Welcome again Julie and thank you for introducing yourself! If you or anyone else has any resources that can be used (free is best) by teachers to create a digital soundboard in the classroom, please share. If you have any thoughts about this kind of tool and whether it would really be useful or just a momentary distraction, please share those thoughts as well. 

 

Melanie Velcko's picture

Hi! My name is Melanie and I teach an ESL class at Central Arizona College in Arizona. I love teaching English and Reading. I'm new to teaching at the college level. I also currently teach first grade. There really isn't a digital tool or resource I would wish for.    

Edward Latham's picture

Good day and welcome Melanie! Wow! Teaching first grade and starting off in teaching college sounds like quite a challenge. Are you encountering any surprises or challenges you did not expect in your new college position? 

I note that we have a number of ESL teachers in our group. This is very nice because many online resources are evaluated without much input from the ESL field. I live in a quiet little Maine town that has a number of Hispanic migrant families. Interestingly, the migrants that start in FL, work up through the Carolina's then up the east coast to Maine are doing something very strange. They are staying in or around this little town of Milbridge, Maine. Having personally just moved in a year and half ago, I can understand some of the appeal of the place, but those that study the bigger picture of educating migrant families have taken notice of people stopping the migration for good and settling in to this small town and those agencies are mighty curious. I am not trained in ESL norms, but I have been tutoring and assisting dozens of local migrant families and have a great time. I hope to learn more from you, Melanie, and from the other ESL educators in the group and I look forward to hearing your experience with some of the online tools and resources we get to evaluate. 

Edward Latham's picture

I am sorry, I just realized that I never introduced myself and addressed my own prompts. 

  1. Any content areas you are passionate about teaching.  I am passionate about helping any learner in any subject find successes that help to open options in that learner's life. I am certified in Mathematics and Computer Science, but as with many of us in Adult Education, I assist learners in any way I can as the need arises. I am currently most passionate about teaching skills that encourage entrepreneurial spirit. The ability to hypothesize, test, process and reflect on any given idea helps many learners tackle a wide variety of challenges they face. In some cases, it even helps learners find their passions in life and utilize those passions to create an income that supports their family and makes working fun. 
  2. Geographic location and/or what agency(agencies) you work with. My primary work right now is assisting all educators in a local school district.

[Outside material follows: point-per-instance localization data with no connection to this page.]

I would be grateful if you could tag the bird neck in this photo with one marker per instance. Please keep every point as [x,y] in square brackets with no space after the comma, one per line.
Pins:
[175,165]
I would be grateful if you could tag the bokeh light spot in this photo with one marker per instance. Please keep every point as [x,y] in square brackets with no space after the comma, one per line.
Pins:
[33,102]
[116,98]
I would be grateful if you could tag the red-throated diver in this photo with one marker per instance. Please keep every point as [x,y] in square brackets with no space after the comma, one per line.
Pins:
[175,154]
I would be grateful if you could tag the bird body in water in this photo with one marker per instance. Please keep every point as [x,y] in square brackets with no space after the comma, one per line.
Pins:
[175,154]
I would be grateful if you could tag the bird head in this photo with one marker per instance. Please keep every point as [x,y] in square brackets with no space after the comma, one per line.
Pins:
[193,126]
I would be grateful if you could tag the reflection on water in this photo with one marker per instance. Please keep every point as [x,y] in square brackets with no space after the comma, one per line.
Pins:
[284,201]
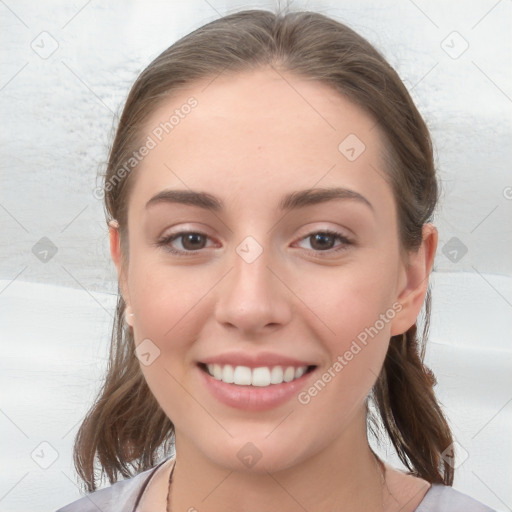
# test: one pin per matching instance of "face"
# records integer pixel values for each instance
(285, 276)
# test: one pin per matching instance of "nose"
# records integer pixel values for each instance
(253, 297)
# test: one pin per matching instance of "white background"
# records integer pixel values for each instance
(57, 116)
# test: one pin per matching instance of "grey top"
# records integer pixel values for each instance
(124, 496)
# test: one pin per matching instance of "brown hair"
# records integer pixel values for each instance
(126, 431)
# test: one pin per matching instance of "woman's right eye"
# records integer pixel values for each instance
(187, 241)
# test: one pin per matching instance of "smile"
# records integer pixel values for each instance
(262, 376)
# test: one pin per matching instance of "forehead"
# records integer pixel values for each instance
(258, 133)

I am working directly with teachers on technology integration, technology support and I work to help increase the diversity of pedagogy teachers employ. I work as a family tutor with migrant services locally and I have some part time work with local adult education programs in the area. 
  3. If you had one wish for a digital tool or resource, what would that tool or resource do? I constantly aspire to create or find a system of tools/resources that help all in education do their jobs more efficiently and with more efficacy. Our current teaching "habits" are based in large part on past history and a lack of meaningful alternatives to the way things are done. I keep looking for those digital systems that help us explore possible ways of educating that focus more on student-centric practices rather than teacher-centric or text book/test driven foci. When education can more easily identify and meet the needs of individuals, our communities benefit greatly.